La femme de Barbe-Bleue


Une terreur sans nom courbe cette fois les enfants sous sa griffe. Des pieds à la tête ils sont glacés. Comme de pauvres petits oiseaux devant un serpent fascinateur, ils regardent de leurs yeux tout ronds les sept femmes mortes. Et là-bas, en face de la fenêtre au jour louche, dont un carreau brisé laisse entrer le vent, ne voilà-t-il pas qu’une d’elles se prend à remuer doucement !

Telle une vieille femme qui dodeline du menton sous le poids des ans, elle agite son chapeau à plumes démodé comme si elle saluait gracieusement les visiteurs d’un petit hochement de tête de cadavre bien élevé.

Cette minute est épouvantable et décide du sort de Pierre et de Violette. Dans un vol éperdu, ils s’enfuient dans l’escalier, remuant avec fracas des chaises, et, sans rien voir, fous, ils s’affaissent sur le sol dans le vestibule solennel et silencieux.

Silencieux ? Pas pour longtemps… car maintenant, au-dessus d’eux, le rythme lourd de pas cadencés annonce la présence immédiate de l’assassin.

On l’entend, là, au-dessus des petites têtes innocentes, qui va et qui vient comme un ours en cage, escomptant sans doute « l’heure du sang »…

Et il parle. On distingue confusément des lambeaux de phrases où il est question de drame, de poignard, de mort.

Un silence. Puis la voix se fait plus rauque :

— Solange ! Solange !

Sans se le dire, les enfants tapis dans un coin savent bien ce qui se passe. Là-haut la pauvre Solange attend l’heure suprême où le couteau fatal brisera le fil de ses jours. Sûrement aussi, elle est jeune, elle est belle, elle aime la vie et, réfugiée derrière une porte, privée de sa sœur Anne, elle surveille anxieusement la route qui poudroie. Elle n’a plus d’espoir que dans la visite de ses frères.

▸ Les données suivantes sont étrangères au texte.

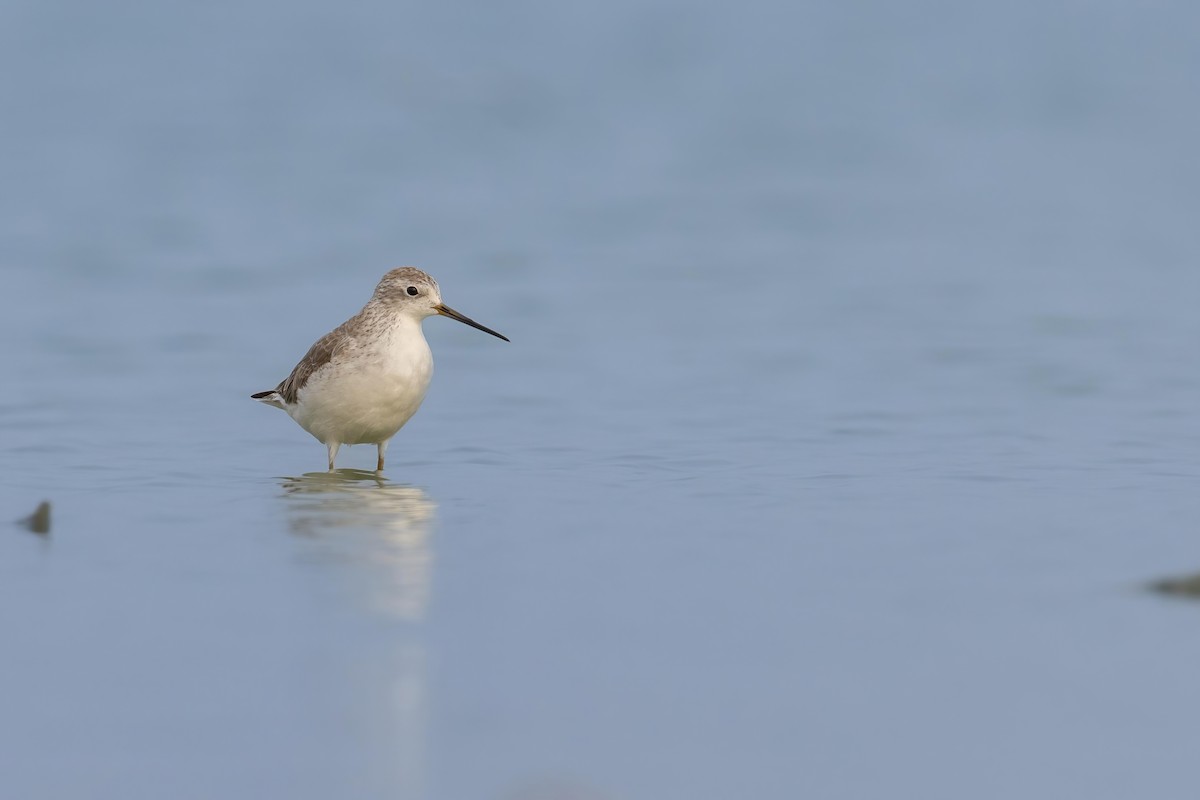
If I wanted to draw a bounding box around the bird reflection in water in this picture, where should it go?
[283,469,436,621]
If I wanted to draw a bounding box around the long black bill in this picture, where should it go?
[437,303,509,342]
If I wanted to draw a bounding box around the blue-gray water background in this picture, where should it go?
[0,0,1200,800]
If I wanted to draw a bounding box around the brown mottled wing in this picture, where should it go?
[275,320,352,405]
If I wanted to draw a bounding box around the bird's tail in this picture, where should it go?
[251,389,283,408]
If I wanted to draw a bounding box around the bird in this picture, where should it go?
[251,266,509,473]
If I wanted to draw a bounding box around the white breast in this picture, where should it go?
[288,317,433,445]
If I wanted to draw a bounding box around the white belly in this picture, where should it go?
[287,324,433,445]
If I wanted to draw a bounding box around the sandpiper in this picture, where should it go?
[251,266,509,471]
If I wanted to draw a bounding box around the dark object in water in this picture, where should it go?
[1150,572,1200,600]
[20,500,50,534]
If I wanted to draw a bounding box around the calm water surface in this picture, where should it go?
[0,0,1200,800]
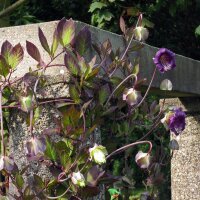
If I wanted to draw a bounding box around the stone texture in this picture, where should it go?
[0,22,200,95]
[162,98,200,200]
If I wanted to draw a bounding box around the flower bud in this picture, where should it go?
[134,26,149,41]
[153,48,176,73]
[20,95,33,112]
[0,156,15,172]
[71,172,85,187]
[89,144,108,165]
[123,88,141,106]
[135,151,150,169]
[26,137,46,160]
[161,108,186,136]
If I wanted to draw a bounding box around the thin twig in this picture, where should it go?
[0,0,27,18]
[106,140,152,160]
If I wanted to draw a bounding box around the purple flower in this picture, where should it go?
[161,108,186,136]
[153,48,176,73]
[169,108,186,135]
[0,156,15,172]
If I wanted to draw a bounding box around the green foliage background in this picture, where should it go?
[6,0,200,60]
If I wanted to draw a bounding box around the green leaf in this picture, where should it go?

Peut-on la sauver encore ? Qui sait ?

Très doucement, avec des précautions d’apaches, Pierre et Violette se glissent dehors. Ils jettent un dernier regard terrifié sur la porte rouge dont les petits clous brillent méchamment, ils traversent les douves glauques et malodorantes du château maudit, ils se précipitent vers la route qui relie la forêt enchantée aux ondulations des plaines.

D’un regard anxieux ils scrutent les lointains chargés de chaudes vapeurs qui papillotent dans l’embrasement de midi.

Rien. C’est le grand recueillement des heures trop chaudes de la campagne accablée. Aucun cavalier sur la route blanche. Pierre colle son oreille contre terre avec l’espoir de discerner le galop des coursiers. Que ne donnerait-il point pour entendre les frères de Solange !

Tout ce qu’il vient de voir évoque tellement la vraie scène de Barbe-Bleue qu’il croit revivre exactement la redoutable histoire.

Il fait quelques pas, puis il écoute encore… Seules des rumeurs légères et harmonieuses jettent maintenant un peu de joie ironique dans la tragique atmosphère.

Au loin sonne l’Angélus qui évoque l’heure tranquille où sont réunis les vivants, ignorants de la mort qui là, tout près, menace.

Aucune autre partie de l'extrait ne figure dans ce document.